244. To meet a long outstanding need for email connectivity for all FAO staff, US$ 400,000 will be required to start introducing desk-to-desk email in existing country offices, replacing single account arrangements, putting staff there on a par with the rest of FAO.
245. The goal for 8AA04: IT Support to Meetings is to replace unreliable facilities over 20 years old in the most critical meeting rooms, namely the Plenary Hall and the Mexico Room, requiring US$ 575,000. The funds will also cover limited works for other meeting-related services such as videoconferencing and web-casting services, contributing to more efficient and widely accessible meeting arrangements. The need for refurbishment of other meeting rooms will be assessed for implementation in 2008-09.
246. The HRMS (8AA05) project remains the top priority in line with guidance from the Finance Committee4
, accounting for more than two-thirds of the Capital Expenditure budget for the biennium. Successful implementation of the HRMS is a prerequisite for a large number of streamlining and efficiency saving initiatives. An amount of US$ 6,220,000 is required in 2006 to complete the project.

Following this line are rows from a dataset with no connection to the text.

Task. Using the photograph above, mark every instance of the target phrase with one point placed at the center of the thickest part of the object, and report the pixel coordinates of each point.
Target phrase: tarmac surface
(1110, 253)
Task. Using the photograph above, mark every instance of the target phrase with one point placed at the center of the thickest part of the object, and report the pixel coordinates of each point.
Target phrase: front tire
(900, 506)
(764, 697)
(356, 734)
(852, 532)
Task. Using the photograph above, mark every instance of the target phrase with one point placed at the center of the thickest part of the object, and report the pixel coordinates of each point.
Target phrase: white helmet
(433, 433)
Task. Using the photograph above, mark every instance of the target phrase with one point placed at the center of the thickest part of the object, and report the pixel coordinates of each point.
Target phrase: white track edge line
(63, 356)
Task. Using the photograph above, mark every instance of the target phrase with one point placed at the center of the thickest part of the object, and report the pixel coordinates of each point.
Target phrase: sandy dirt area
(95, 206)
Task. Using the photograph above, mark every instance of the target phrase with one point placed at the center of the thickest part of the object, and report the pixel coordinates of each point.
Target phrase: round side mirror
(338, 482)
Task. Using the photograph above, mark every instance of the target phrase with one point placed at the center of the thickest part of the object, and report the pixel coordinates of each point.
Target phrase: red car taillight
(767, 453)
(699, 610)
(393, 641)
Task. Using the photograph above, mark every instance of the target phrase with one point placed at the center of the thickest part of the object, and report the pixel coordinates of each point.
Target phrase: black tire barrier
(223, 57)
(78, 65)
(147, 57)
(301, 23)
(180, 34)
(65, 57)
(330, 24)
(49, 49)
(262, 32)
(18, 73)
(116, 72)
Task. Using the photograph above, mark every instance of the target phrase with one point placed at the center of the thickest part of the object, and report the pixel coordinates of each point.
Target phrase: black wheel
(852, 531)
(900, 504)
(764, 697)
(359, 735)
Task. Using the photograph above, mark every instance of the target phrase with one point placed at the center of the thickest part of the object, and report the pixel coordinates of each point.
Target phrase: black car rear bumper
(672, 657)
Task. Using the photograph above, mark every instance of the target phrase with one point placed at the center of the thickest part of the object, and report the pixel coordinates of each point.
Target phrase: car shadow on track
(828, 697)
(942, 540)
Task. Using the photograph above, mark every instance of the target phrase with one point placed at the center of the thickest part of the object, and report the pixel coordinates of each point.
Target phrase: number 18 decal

247. In addition, to ensure a smooth migration to HRMS within the Organization, US$ 1.1 million will be needed for one-off post-implementation support, resolution of initial problems and some parallel processing with legacy systems.
248. To take maximum advantage of HRMS functionality, US$ 830,000 will be invested to integrate HRMS with existing systems. This includes adjustment of Oracle Financials system in order to support HRMS-related and other Oracle ERP features required by the Organization.
249. Finally, US$ 1,100,000 will be for the HR Management Model (HRMM) capitalizing on the foundation laid by the HRMS to reform HR Management. Streamlining of HR processes requires significant development work at procedure and business rule level, and a re-training of managers with HR management roles.
250. The project under 8AA06: Field Accounting System (FAS) Replacement remains unchanged from the PWB 2006-07 at US$ 500,000.
251. Entity 8AA07: Electronic Document Management System is to implement more modern tools in support of streamlining processes. Complementary to the HRMS, the document management system of administrative records (US$ 400,000) will maintain paper administrative records electronically, thereby enabling the use of, for example, electronic sign-off procedures on human resource related actions. The Document and Workflow Management System (US$ 400,000) supports business processes, managing documents and tasks, enabling users to initiate, execute, manage and track internal processes. These systems, of which some features are to be implemented in 2007, will significantly reduce the paper-flows within the Organization and further streamline processes.